Here’s some key points I took away from this talented group, who openly shared their experiences in elevating the perception of their Procurement teams as value contributors for their companies:

Defining Value

  • Value = providing solutions that internal stakeholders care about. This is about making things better in the eye of the beholder, whether that means enlisting suppliers who deliver better quality, better costs, or a better experience for the end customer.
  • Value = speed to market. Finding the right suppliers who enable you to beat the competition to market without introducing additional risk.
  • Value = creating a competitive advantage. Bringing on suppliers who help you create product or service differentiation in the market.
  • Value = supporting business partners. Understanding what stakeholders are trying to achieve and delivering suppliers who are best suited to support those achievements.

Making the Cultural Shift

  • Becoming value-focused requires a move away from traditional performance metrics (e.g. cost savings, beating inflation) toward more outcomes-based measurements (e.g. number of successful product launches, time to market, customer satisfaction)
  • Education is not to be overlooked. The broader organization and stakeholders need to understand what Procurement can do for them. Sharing wins is important here, but it is much more powerful when the business stakeholders are getting the credit and telling the stories.
  • Level up your team.
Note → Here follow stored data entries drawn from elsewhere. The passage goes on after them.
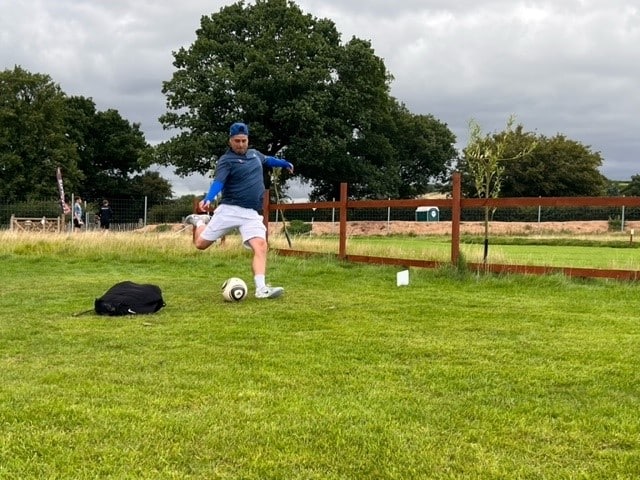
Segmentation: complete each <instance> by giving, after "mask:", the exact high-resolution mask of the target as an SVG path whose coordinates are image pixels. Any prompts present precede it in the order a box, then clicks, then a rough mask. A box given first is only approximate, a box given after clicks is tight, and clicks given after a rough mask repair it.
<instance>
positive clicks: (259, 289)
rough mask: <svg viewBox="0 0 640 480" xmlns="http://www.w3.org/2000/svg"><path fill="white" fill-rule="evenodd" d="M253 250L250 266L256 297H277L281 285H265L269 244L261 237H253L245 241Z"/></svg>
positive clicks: (278, 292)
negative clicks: (253, 281) (250, 263)
mask: <svg viewBox="0 0 640 480" xmlns="http://www.w3.org/2000/svg"><path fill="white" fill-rule="evenodd" d="M247 243H248V244H249V246H250V247H251V249H252V250H253V260H252V262H251V268H252V270H253V278H254V281H255V284H256V298H277V297H279V296H281V295H282V294H283V293H284V288H282V287H270V286H267V285H266V283H265V282H266V280H265V277H266V273H267V251H268V249H269V246H268V244H267V241H266V240H265V239H264V238H261V237H253V238H251V239H249V240H248V241H247Z"/></svg>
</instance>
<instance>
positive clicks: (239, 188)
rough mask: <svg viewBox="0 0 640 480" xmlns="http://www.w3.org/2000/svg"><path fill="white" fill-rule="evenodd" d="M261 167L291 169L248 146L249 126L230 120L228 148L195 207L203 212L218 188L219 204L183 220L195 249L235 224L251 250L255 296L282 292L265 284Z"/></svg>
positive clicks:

Bring in outside talent for a fresh perspective and new ideas. Find people with the soft skills required to effectively engage stakeholders and earn their respect as trusted advisors and business partners.
  • Intelligently allocating resources. Put your best people’s time into the most critical, big strategic spend opportunities. Make the day-to-day transactional buying activities fast and easy with empowering technology.
  • Seek stakeholder feedback on performance. Some Procurement teams think everything is working perfectly. They are out of touch with the rest of the business and become complacent. Complacency is bad and what matters is how the business partners perceive the value of the Procurement team. Here a net promotor survey can provide a quick indication of performance.

Indicators of Success

  • You know you’re adding value when the business comes to you for support and solutions
  • You know you’re adding value when you’ve got objective, mutually-acknowledged metrics for measuring the business value achieved with Procurement’s support.